나는 모든 "./$. ", "!/$. ", "?/$. " 등을 일부 R 함수와 일치시켜야하며 결과를 요인 목록으로 저장해야합니다. 각 요소는 문장입니다.

샘플 텍스트 & 코드 :

library(stingr) 

# Input vector/factor with "/$. " separated sentences 

r <- c("Ich/PPER habe/VAFIN meinen/PPOSAT Berkeley/NN jetzt/ADV seit/APPR 11/CARD Jahren/NN im/APPRART fast/ADV täglichen/ADJA Einsatz/NN ./$. In/APPR der/ART Schule/NN und/KON im/APPRART Studium/NN war/VAFIN der/ART Rucksack/NN meistens/ADV bis/APPR zum/APPRART bersten/ADJA mit/APPR Büchern/NN gefüllt/VVPP ,/$, jetzt/ADV benutze/VVFIN ich/PPER das/ART gute/ADJA Stück/NN auf/APPR dem/ART Weg/NN zur/APPRART Arbeit/NN !/$. Das/ART Volumen/NN -LRB-/TRUNC 30/CARD Liter/NN -RRB-/TRUNC ist/VAFIN enorm/ADJD und/KON lässt/VVFIN sich/PRF ,/$, dank/APPR der/ART Form/NN ,/$, besonders/ADV für/APPR Bücher/NN und/KON Schreibutensilien/NN ideal/ADJD nutzen/VVINF ./$.") 

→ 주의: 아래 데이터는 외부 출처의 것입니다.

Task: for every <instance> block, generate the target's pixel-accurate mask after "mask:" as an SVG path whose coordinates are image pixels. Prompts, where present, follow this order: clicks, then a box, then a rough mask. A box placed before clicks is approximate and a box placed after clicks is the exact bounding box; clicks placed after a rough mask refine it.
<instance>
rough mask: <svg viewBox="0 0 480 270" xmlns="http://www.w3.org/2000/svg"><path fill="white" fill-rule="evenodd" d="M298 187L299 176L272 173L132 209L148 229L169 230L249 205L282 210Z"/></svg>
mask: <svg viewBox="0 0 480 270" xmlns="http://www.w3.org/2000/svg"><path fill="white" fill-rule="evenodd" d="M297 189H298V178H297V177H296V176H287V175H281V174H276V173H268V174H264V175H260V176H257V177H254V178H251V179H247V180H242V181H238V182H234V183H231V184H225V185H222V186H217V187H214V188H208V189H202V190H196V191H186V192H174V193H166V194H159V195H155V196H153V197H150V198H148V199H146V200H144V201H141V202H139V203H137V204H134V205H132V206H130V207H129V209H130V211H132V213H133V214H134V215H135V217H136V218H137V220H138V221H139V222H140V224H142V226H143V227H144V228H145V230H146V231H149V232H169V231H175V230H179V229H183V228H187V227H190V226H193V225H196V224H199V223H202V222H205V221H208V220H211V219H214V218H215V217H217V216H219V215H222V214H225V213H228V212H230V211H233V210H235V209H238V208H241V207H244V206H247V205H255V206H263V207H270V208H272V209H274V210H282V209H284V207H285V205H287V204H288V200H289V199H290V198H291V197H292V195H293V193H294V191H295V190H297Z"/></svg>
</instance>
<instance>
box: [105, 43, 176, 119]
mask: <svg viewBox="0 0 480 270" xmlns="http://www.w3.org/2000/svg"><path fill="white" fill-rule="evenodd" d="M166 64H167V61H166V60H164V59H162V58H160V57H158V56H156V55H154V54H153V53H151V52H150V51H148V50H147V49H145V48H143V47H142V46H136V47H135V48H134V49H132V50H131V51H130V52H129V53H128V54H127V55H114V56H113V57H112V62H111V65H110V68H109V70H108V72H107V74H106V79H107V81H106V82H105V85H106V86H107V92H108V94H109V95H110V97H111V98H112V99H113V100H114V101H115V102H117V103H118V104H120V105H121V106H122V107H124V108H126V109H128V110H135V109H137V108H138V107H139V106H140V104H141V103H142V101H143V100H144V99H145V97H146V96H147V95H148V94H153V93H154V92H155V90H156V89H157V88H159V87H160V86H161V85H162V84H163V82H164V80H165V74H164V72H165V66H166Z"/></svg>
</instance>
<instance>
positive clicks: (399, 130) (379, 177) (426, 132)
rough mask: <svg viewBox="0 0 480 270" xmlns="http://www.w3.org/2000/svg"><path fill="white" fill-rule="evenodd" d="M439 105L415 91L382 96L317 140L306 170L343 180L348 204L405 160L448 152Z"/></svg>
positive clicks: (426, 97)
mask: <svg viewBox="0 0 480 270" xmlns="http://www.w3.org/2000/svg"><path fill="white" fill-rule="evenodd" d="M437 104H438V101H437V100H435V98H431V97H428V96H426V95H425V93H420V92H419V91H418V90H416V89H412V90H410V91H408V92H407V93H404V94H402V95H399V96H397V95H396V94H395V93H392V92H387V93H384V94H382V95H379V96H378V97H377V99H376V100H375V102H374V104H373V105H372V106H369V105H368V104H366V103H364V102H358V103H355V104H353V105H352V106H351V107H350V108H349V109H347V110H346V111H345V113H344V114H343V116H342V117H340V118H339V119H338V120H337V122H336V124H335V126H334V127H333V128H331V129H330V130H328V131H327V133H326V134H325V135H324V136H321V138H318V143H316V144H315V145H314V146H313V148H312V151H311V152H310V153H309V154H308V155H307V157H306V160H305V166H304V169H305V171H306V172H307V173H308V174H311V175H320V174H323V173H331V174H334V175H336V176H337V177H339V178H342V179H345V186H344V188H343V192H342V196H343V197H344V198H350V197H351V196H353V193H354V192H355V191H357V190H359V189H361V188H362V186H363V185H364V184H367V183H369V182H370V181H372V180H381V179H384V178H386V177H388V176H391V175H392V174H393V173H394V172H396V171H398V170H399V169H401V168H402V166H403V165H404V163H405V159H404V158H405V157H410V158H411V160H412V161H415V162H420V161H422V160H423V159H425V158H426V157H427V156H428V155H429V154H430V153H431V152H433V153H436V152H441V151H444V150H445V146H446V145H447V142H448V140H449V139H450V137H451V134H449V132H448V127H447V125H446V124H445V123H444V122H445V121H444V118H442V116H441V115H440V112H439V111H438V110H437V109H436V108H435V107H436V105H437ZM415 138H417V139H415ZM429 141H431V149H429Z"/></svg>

# output list of vectors/factors with splited sentences as list elements 
(r.listOfSent <- as.list(strsplit(as.character(r), "//$."))) 
> r.sentlist 
[[1]] 
[1] "Ich/PPER habe/VAFIN meinen/PPOSAT Berkeley/NN jetzt/ADV seit/APPR 11/CARD Jahren/NN im/APPRART fast/ADV täglichen/ADJA Einsatz/NN ."                                                      
[2] " In/APPR der/ART Schule/NN und/KON im/APPRART Studium/NN war/VAFIN der/ART Rucksack/NN meistens/ADV bis/APPR zum/APPRART bersten/ADJA mit/APPR Büchern/NN gefüllt/VVPP ,/$, jetzt/ADV benutze/VVFIN ich/PPER das/ART gute/ADJA Stück/NN auf/APPR dem/ART Weg/NN zur/APPRART Arbeit/NN ."                 
[3] " Das/ART Volumen/NN -LRB-/TRUNC 30/CARD Liter/NN -RRB-/TRUNC ist/VAFIN enorm/ADJD und/KON lässt/VVFIN sich/PRF ,/$, dank/APPR der/ART Form/NN ,/$, besonders/ADV für/APPR Bücher/NN und/KON Schreibutensilien/NN ideal/ADJD nutzen/VVINF ." 

답변

1

이 필요하시면?

# input 
r <- "Ich/PPER habe/VAFIN meinen/PPOSAT Berkeley/NN jetzt/ADV seit/APPR 11/CARD Jahren/NN im/APPRART fast/ADV täglichen/ADJA Einsatz/NN ./$. In/APPR der/ART Schule/NN und/KON im/APPRART Studium/NN war/VAFIN der/ART Rucksack/NN meistens/ADV bis/APPR zum/APPRART bersten/ADJA mit/APPR Büchern/NN gefüllt/VVPP ,/$, jetzt/ADV benutze/VVFIN ich/PPER das/ART gute/ADJA Stück/NN auf/APPR dem/ART Weg/NN zur/APPRART Arbeit/NN !/$. Das/ART Volumen/NN -LRB-/TRUNC 30/CARD Liter/NN -RRB-/TRUNC ist/VAFIN enorm/ADJD und/KON lässt/VVFIN sich/PRF ,/$, dank/APPR der/ART Form/NN ,/$, besonders/ADV für/APPR Bücher/NN und/KON Schreibutensilien/NN ideal/ADJD nutzen/VVINF ./$." 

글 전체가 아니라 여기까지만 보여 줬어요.